Board of Supervisors Chairwoman Phyllis Randall (D) said that she, as a mental health professional by trade, does not believe the school system is legally barred from sharing such information under the Health Insurance Portability and Accountability Act.
LCPS Interim Superintendent for Pupil Services Asia Jones said she would inquire as to whether special circumstances further preclude the school system from disclosing information on student suicides.
Supervisor Mike Turner (D-Ashburn) said he planned to introduce a motion to the Board of Supervisors to withhold 10 percent of the School Board’s adopted budget “until LCPS produces a detailed, fixed-date-certain plan for when to return to 100 percent in-person learning.”
Sheridan, as well as School Board member Jeff Morse (Dulles District) and Vice Chairwoman Atoosa Reaser (Algonkian District) took vocal issue with this plan.
“I don’t think holding back part of our budget is part of the solution,” Morse said. “If we can’t plan because we don’t have the budget in hand, then we can’t hire and we can’t tell the teacher what their pay scale’s going to be.”
Sheridan deemed Turner’s plan to withhold part of the budget a “threat,” saying it would “have a direct impact on our ability to hire teachers this spring — high-quality teachers that our community demands while our country is also facing a teacher shortage.”
The Board of Supervisors also seemed to doubt that LCPS will, as projected, experience enrollment growth of 7.3 percent next school year, especially given that the pandemic caused the School Board’s fiscal 2021 enrollment projection to overshoot the actual number of students by 4,251. Reducing the enrollment projection would likely result in a substantial budget decrease.
“I think there’s going to be some dropoff with some students not returning, because they’ve either gone to homeschooling and the parents are liking it and the students are liking it because of the situation that we’re in, or just moving on to a private school,” Vice Chairman Koran Saines (D-Sterling) said.
School Board member Ian Serotkin (Blue Ridge District) said the enrollment projection was in line with those of several neighboring school districts. During last week’s School Board budget approval meeting, Serotkin made the motion to reduce the enrollment projection from its originally forecasted 9.8 percent increase, resulting in budget savings of $6.384 million.
Further, some supervisors, including Kershner, asked the School Board to report on how much money LCPS spent and saved over the last year in operating mostly through distance learning, a change that ostensibly reduces facilities, transportation and other costs. Randall and Sylvia Glass (D-Broad Run) also requested the School Board clarify which budget items are first, second and third priority for LCPS, rather than lump them all together as top priority.

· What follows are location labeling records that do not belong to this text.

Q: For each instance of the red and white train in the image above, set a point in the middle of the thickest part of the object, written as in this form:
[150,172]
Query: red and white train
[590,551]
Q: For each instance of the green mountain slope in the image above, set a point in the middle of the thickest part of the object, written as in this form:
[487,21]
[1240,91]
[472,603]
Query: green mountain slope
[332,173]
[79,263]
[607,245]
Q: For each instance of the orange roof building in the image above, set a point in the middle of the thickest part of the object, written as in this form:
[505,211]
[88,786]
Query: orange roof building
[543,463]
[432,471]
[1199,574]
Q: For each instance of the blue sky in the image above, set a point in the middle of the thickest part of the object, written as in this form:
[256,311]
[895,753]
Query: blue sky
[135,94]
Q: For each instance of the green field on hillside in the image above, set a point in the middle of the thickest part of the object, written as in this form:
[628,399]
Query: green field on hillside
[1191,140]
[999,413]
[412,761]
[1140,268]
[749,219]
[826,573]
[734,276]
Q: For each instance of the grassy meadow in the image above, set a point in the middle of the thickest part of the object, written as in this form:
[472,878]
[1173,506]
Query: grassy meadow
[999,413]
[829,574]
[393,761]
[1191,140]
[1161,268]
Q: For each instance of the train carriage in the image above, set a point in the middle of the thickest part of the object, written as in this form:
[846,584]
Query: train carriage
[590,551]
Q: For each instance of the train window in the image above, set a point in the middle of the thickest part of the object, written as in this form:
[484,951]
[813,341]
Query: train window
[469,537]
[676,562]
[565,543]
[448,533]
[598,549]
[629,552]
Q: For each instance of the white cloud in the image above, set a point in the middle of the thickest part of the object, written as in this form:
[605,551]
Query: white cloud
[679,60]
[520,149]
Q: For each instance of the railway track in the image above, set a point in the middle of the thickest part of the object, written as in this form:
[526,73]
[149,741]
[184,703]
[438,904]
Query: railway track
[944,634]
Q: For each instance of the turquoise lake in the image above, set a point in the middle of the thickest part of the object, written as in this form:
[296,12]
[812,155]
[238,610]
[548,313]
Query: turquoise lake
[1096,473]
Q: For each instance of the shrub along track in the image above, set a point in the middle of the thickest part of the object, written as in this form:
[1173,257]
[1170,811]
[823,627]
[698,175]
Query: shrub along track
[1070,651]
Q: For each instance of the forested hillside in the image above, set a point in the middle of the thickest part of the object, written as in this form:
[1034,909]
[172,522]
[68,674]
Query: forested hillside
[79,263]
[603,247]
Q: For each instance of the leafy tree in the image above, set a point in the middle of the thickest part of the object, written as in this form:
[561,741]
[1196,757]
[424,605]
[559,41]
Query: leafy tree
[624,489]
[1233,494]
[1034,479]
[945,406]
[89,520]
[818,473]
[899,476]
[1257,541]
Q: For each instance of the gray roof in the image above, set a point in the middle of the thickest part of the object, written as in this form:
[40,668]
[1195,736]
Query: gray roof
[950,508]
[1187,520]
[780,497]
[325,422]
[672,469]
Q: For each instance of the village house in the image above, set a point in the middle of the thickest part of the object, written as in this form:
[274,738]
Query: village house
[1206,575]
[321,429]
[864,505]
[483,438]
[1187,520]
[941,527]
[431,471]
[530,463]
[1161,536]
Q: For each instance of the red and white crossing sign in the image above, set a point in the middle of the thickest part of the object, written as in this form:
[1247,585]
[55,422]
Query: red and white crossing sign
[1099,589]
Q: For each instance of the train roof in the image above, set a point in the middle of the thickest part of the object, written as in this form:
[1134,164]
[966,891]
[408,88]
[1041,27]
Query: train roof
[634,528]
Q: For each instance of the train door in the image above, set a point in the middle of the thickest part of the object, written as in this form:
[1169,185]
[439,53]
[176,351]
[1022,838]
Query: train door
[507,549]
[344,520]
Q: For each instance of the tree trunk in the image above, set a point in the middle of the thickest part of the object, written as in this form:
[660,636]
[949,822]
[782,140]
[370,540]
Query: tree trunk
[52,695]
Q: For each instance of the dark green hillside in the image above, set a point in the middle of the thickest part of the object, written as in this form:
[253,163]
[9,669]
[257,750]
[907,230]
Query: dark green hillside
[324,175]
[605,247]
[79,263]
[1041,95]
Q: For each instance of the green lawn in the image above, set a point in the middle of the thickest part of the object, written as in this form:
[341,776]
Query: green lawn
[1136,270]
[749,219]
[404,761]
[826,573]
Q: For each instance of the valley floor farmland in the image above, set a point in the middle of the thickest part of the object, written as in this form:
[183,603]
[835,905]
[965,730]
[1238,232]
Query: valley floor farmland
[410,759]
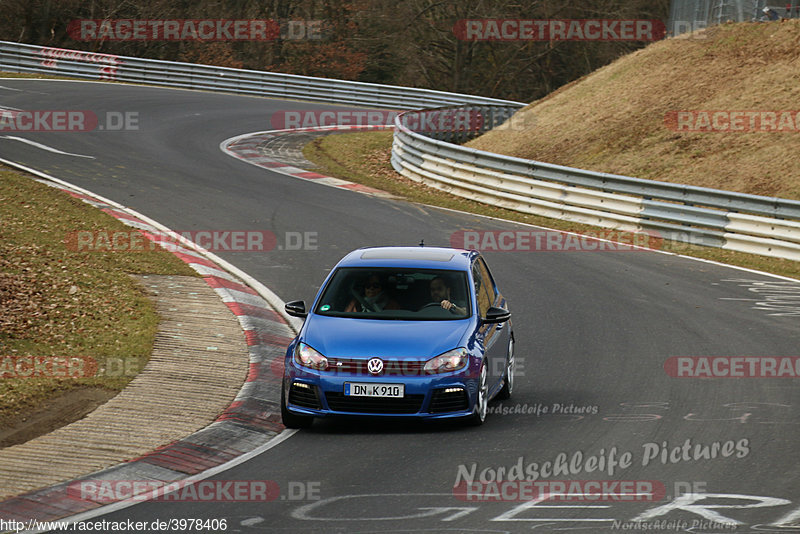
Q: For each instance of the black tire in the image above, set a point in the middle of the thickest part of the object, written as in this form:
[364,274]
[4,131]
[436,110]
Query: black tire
[291,420]
[481,405]
[508,377]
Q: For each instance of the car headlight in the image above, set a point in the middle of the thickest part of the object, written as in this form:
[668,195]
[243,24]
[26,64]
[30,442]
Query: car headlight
[308,357]
[452,360]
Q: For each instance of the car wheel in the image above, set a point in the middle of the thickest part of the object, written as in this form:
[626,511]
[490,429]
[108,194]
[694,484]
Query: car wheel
[481,404]
[291,420]
[508,378]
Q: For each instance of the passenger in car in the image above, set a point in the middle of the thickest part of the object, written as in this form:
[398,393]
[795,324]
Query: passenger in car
[441,293]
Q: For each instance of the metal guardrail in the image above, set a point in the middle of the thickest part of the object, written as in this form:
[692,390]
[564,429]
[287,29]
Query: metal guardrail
[698,215]
[423,151]
[16,57]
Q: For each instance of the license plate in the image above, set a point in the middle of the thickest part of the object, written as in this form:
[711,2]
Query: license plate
[354,389]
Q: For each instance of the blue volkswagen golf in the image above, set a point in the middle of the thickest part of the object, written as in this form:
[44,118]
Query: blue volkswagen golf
[400,332]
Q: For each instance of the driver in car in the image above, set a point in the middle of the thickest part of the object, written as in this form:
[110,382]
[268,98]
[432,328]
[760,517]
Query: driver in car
[374,297]
[440,293]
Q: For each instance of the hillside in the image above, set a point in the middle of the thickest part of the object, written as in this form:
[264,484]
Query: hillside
[623,118]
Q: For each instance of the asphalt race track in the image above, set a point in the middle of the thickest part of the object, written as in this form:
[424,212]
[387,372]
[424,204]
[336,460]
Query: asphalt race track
[594,330]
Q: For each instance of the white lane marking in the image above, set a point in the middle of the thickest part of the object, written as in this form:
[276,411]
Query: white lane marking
[43,147]
[305,512]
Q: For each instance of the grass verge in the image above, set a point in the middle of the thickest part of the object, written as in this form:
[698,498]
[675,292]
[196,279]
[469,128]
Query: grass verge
[364,157]
[59,303]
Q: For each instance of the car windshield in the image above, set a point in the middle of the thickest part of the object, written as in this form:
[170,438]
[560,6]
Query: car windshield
[399,294]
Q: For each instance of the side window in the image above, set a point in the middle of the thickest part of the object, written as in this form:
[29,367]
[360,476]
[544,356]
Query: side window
[481,291]
[488,282]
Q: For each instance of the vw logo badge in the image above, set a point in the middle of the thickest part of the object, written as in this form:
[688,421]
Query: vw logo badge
[375,366]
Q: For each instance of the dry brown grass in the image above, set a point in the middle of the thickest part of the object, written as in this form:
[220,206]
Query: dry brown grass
[613,120]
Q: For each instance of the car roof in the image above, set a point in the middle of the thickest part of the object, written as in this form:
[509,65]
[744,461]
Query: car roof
[416,257]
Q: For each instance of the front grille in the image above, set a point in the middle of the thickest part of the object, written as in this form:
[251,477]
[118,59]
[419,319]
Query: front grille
[305,396]
[338,402]
[390,367]
[453,400]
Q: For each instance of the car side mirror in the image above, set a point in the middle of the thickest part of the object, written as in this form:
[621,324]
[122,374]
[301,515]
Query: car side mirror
[496,315]
[296,308]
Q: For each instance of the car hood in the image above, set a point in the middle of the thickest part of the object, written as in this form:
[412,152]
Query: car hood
[339,337]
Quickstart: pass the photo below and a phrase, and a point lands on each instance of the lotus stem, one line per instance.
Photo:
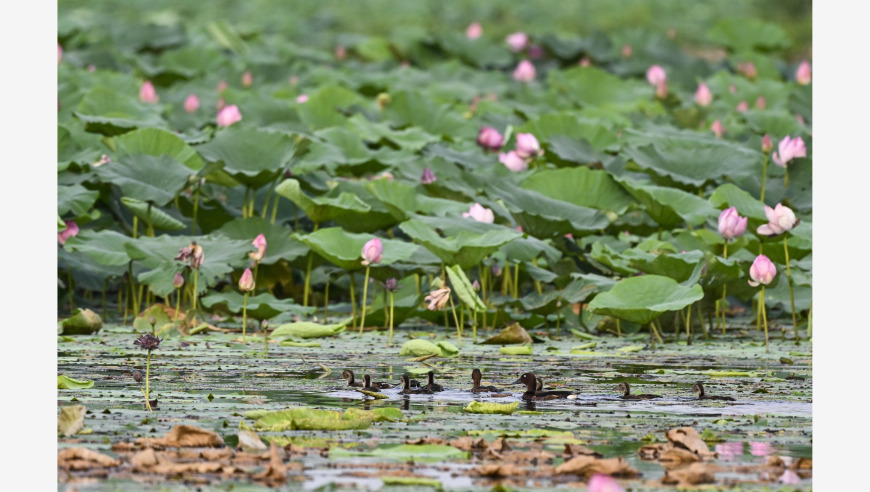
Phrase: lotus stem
(790, 287)
(365, 296)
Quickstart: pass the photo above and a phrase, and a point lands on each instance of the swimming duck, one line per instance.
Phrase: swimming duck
(477, 388)
(626, 390)
(432, 386)
(698, 389)
(407, 390)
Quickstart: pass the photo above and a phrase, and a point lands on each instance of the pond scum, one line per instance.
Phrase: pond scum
(427, 256)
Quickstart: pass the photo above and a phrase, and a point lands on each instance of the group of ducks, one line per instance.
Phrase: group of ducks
(534, 387)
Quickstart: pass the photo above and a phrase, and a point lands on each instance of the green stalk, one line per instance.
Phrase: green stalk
(365, 296)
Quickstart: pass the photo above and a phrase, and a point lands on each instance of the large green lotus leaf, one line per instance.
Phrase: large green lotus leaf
(592, 86)
(729, 195)
(261, 306)
(279, 244)
(746, 34)
(465, 249)
(669, 207)
(106, 247)
(542, 216)
(320, 209)
(76, 199)
(695, 162)
(105, 111)
(146, 178)
(344, 249)
(250, 155)
(582, 186)
(150, 213)
(643, 299)
(157, 142)
(157, 254)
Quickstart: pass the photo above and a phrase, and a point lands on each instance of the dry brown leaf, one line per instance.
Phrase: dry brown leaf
(185, 436)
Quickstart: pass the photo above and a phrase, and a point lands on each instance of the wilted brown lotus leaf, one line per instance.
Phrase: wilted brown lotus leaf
(590, 465)
(185, 436)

“I guess I’m concerned that what you’re asking here, it’s a lot here, and there are certain things that we’re not too sure of your line items and what’s more important to you,” Glass said.
“To come say, ‘Fully fund the budget,’ with no priorities in line … I think there needs to be a give and take in this discussion,” Randall added.In closing, Randall commended the efforts of Loudoun County’s “amazing” teachers during the past year of distance learning while also stressing the importance of returning to in-person learning, opining that for every student who is thriving in a virtual setting, there’s a student who is struggling.
“No one believes that it’s easy, but I think one thing that we all can agree on is that our kids deserve the best education possible,” she said. “None of us ran for these jobs to do what is easy, but all of us ran for these jobs to do what is the best thing for our constituents, including the smallest and youngest of our constituents.”